NEW YORK – Un sistema "gestito" invece che "ancorato". Finalmente – e a sorpresa – la Cina, in odore di G20, e dopo mille bizzare polemiche fino ad appena poche ore fa, ha compiuto una svolta nella gestione dei cambi. La frase del comunicato e' ambigua, come lo sono del resto le frasi dei comunicati della Fed. Tuttavia un fatto e' certo: si dice chiaramente che "il mercato dovra' contribuire a raggiungere ...condizoni di equilibrio". Proprio come voleva nella sua lettera di qualche giorno fa Barack Obama: e la Casa Bianca ha espresso profonda soddisfazione. Il direttore del Fmi Dominque Strauss Khan e' addirittura felice:"Uno sviluppo davvero benvenuto...consentira', come chiede il G20, il rafforzamento dello yuan". Contento anche Tim Geithner, segretario al Tesoro americano, che lascia pero' " alla verifica del mercato una rapida applicazione del piano...". Charles Schumer, grande Senatore di New York, che tuono' minacciose ritorsioni commerciali contro Pechino, spera che non si tratti solo di un "contentino giusto prima del G20...".

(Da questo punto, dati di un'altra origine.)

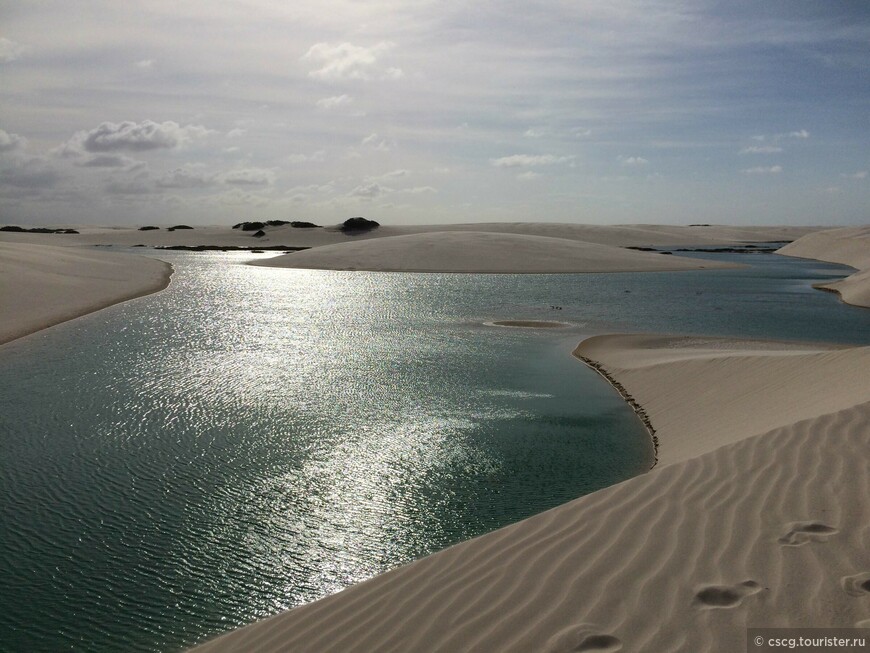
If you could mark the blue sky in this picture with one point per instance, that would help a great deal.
(617, 111)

Svolta reale o di facciata, dunque? La svolta c'e', perche' sono due anni, a partire dalla crisi finanziaria, che lo yuan e' agganciato fermamente al dollaro a quota 6.83. Sono due anni che tutti protestano e chiedono di liberalizzare almeno un po'. E sono due anni che la Cina resiste. L'ultima baruffa risale ai giorni scorsi. Giovedi' 17, Pechino, senza apparente ragione, fa trapelare dichiarazioni che attaccano chi vuole forzare la questione valutaria al G20 di Toronto, fissato per domenica prossima, il 27 giugno. Poi si scopre che il 16 Barack Obama aveva inviato una lettera al G20 in cui chiedeva ai cinesi di rivedere il sistema dei cambi: "ci vuole il mercato libero...." diceva il Presidente. I cinesi non sopportano le pressioni esterne. E dunque si sono scatentati: venerdi' mattina dal ministero degli Esteri giungevano dichiarazioni anonime addirittura minacciose: «Se consentiamo al G-20 di trasformarsi in un processo contro singoli partecipanti si rischieranno... serissime conseguenze per l'economia globale». Il portavoce del ministero degli Esteri Qin Gang aggiungeva: «Crediamo che sia inappropriato discutere del tasso di cambio del renminbi nel contesto del G20». Due giorni dopo questa svolta. Davvero sincera? A 180 gradi?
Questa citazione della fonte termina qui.